5. Escape Clause to accommodate counter cyclical issues:
The NK Singh Committee points out that there are disadvantages with set fiscal deficit target if some economic instabilities like an external crisis affects the Indian economy. For example, the government has to spend more during the time of a recession and hence it need not restrict its borrowing to keep the fiscal deficit target. Hence, the committee advocates countercyclical covers in fiscal policy while following the FRBM.
Here, the committee recommends fiscal flexibilities to go above or below the fiscal deficit targets in the form of ‘escape clauses’. The Committee set 0.5% as escape clause for fiscal deficit target.
What is escape clause?
The flexibility to adjust with cyclical fluctuations (boom/recession) is incorporated under the “escape clause” (in the case of recession) where temporary and moderate deviations can be made from the baseline fiscal path. This can be permitted under exceptional circumstances and in reaction to external shocks. To ensure that these “escape” clauses are not mis-used, the Committee suggests several specific guidelines. The escape clause can be used only during the time of following essential circumstances:
• Over-riding consideration of national security, acts of war, calamities of national proportion and collapse of agriculture severely affecting farm output and incomes.

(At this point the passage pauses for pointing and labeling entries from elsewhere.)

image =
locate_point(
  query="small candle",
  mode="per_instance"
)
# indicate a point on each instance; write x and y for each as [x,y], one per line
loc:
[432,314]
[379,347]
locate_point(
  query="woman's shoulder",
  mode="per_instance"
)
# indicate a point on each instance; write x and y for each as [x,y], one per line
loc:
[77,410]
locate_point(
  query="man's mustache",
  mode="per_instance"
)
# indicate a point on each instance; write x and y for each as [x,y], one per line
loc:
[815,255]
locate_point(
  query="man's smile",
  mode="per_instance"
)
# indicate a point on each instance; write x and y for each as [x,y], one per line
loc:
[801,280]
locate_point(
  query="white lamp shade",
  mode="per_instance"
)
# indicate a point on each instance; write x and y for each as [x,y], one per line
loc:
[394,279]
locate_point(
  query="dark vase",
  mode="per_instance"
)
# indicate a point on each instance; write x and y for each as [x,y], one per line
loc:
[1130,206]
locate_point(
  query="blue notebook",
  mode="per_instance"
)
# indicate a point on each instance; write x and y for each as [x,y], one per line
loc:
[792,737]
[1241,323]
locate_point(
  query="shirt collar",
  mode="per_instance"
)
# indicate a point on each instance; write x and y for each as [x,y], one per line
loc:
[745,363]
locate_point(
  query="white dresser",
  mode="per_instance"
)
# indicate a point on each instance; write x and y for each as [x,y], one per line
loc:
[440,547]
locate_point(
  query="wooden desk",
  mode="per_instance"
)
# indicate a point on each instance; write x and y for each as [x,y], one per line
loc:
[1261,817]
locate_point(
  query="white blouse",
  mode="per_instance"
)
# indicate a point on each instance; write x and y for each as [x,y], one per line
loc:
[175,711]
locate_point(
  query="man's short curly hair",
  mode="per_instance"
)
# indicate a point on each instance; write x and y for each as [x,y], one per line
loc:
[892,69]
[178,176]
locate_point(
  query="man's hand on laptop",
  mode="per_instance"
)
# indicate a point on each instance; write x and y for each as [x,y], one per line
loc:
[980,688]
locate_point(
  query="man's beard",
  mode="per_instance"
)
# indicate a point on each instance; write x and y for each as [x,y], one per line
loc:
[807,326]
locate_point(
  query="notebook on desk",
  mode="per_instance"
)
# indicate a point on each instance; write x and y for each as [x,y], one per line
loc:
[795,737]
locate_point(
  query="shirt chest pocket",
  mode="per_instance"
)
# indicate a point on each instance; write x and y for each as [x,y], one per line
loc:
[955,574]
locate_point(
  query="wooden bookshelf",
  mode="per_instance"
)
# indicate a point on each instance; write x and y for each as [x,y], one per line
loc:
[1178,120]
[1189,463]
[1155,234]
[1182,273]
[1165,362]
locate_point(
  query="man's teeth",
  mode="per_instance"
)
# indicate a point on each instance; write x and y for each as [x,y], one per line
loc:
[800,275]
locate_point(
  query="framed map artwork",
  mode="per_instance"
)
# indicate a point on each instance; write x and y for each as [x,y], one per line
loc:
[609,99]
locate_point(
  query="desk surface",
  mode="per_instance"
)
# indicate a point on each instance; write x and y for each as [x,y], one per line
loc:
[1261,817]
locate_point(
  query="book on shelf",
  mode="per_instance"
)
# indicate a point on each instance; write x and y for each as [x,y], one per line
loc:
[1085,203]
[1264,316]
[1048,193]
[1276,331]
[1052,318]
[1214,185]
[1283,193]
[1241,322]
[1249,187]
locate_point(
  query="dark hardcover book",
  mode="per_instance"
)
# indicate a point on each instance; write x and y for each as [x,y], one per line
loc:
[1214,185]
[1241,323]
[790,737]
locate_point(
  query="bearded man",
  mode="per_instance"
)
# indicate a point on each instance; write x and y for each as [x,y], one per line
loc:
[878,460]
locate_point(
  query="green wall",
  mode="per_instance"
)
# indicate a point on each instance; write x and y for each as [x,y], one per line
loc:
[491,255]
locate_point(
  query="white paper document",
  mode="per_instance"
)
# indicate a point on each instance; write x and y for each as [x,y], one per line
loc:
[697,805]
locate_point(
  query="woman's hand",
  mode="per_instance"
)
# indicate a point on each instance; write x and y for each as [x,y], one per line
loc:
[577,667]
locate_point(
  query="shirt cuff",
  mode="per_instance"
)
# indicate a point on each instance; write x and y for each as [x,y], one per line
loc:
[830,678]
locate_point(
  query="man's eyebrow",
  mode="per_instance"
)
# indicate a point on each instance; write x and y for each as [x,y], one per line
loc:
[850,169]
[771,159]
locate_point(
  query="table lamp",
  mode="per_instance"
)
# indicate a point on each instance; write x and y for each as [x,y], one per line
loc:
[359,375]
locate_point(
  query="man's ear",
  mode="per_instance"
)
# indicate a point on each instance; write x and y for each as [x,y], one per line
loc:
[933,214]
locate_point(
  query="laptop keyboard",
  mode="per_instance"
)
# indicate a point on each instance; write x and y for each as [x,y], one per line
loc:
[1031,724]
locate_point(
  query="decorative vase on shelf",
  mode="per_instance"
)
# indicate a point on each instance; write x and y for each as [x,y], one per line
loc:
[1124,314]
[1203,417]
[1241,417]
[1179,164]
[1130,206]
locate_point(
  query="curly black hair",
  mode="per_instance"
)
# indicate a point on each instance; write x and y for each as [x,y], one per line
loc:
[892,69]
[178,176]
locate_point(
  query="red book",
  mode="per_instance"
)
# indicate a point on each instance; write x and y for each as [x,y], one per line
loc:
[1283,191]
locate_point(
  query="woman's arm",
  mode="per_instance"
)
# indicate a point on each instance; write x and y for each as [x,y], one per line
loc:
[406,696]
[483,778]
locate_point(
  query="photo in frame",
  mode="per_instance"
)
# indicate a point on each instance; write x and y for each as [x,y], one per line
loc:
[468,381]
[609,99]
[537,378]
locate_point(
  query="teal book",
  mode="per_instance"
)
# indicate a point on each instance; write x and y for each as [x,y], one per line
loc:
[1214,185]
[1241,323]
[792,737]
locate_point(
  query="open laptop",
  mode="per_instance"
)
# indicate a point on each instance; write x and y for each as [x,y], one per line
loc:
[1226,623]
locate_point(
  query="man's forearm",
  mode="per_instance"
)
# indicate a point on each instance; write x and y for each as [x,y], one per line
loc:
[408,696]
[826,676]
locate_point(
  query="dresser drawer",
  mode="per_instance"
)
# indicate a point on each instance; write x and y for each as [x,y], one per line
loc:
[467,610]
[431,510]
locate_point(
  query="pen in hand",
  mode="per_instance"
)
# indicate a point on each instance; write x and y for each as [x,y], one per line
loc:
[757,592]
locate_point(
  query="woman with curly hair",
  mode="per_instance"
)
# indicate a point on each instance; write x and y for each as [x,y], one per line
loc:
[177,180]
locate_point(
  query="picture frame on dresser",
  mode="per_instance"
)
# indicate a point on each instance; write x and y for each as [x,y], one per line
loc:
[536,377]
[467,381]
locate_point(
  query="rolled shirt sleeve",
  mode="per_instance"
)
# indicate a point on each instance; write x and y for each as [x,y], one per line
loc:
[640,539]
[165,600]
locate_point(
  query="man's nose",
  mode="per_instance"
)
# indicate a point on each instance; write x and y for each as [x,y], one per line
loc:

• Far-reaching structural reforms in the economy with unanticipated fiscal implications.
• Sharp decline in real output growth of at least 3 percentage points below the average for the previous four quarters.
Deviation from the stipulated fiscal deficit target shall not exceed 0.5 percentage points in a year.
The Escape Clauses can be invoked:
(a) by the Government after formal consultations and advice of the Fiscal Council.
(b) with a clear commitment to return to the original fiscal target in the coming fiscal year.
6. Buoyancy: What the government has to do with fiscal deficit target when higher economic growth occurs?
The Committee also advocates that that the policy responses to sharp changes in output growth should be symmetric (to that of the escape clause). This implies that during higher economic growth, fiscal deficit should be reduced accordingly. (Here, in the case of growth fall, fiscal deficit target can be raised using the escape clause).
7. Fiscal consolidation responsibility for states
The Committee observes that state government’s fiscal position is important after greater resource transfer to them (Fourteenth finance Commission award). Now, total state expenditures (as a percent of GSDP) is now even greater than the Centre. Hence, fiscal consolidation should also be made by the states. They should bring down their debt target to 20% of GDP from the current 21%.
8. Congruence of Fiscal and Monetary Policy
The FRBM Review Commitee observed that both monetary and fiscal policies must ensure growth and macroeconomic stability in a complementary mannger. For this, the Inflation Targeting (IT) regime and Fiscal Rules (FRs) have to interact with each other.